Geometric Structures of Information

Geometric Structures of Information PDF Author: Frank Nielsen
Publisher: Springer
ISBN: 3030025209
Category : Technology & Engineering
Languages : en
Pages : 392

Book Description
This book focuses on information geometry manifolds of structured data/information and their advanced applications featuring new and fruitful interactions between several branches of science: information science, mathematics and physics. It addresses interrelations between different mathematical domains like shape spaces, probability/optimization & algorithms on manifolds, relational and discrete metric spaces, computational and Hessian information geometry, algebraic/infinite dimensional/Banach information manifolds, divergence geometry, tensor-valued morphology, optimal transport theory, manifold & topology learning, and applications like geometries of audio-processing, inverse problems and signal processing. The book collects the most important contributions to the conference GSI’2017 – Geometric Science of Information.

Exploring Centers

Exploring Centers PDF Author: Dale Seymour Publications
Publisher: Dale Seymour Publication
ISBN: 9781572322363
Category : Geometry
Languages : en
Pages : 212

Book Description


Spatial Analysis

Spatial Analysis PDF Author: John T. Kent
Publisher: John Wiley & Sons
ISBN: 0471632058
Category : Mathematics
Languages : en
Pages : 404

Book Description
SPATIAL ANALYSIS Explore the foundations and latest developments in spatial statistical analysis In Spatial Analysis, two distinguished authors deliver a practical and insightful exploration of the statistical investigation of the interdependence of random variables as a function of their spatial proximity. The book expertly blends theory and application, offering numerous worked examples and exercises at the end of each chapter. Increasingly relevant to fields as diverse as epidemiology, geography, geology, image analysis, and machine learning, spatial statistics is becoming more important to a wide range of specialists and professionals.
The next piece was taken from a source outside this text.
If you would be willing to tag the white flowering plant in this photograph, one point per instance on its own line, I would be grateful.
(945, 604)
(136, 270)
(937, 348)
The book includes: Thorough introduction to stationary random fields, intrinsic and generalized random fields, and stochastic models Comprehensive exploration of the estimation of spatial structure Practical discussion of kriging and the spatial linear model Spatial Analysis is an invaluable resource for advanced undergraduate and postgraduate students in statistics, data science, digital imaging, geostatistics, and agriculture. It’s also an accessible reference for professionals who are required to use spatial models in their work.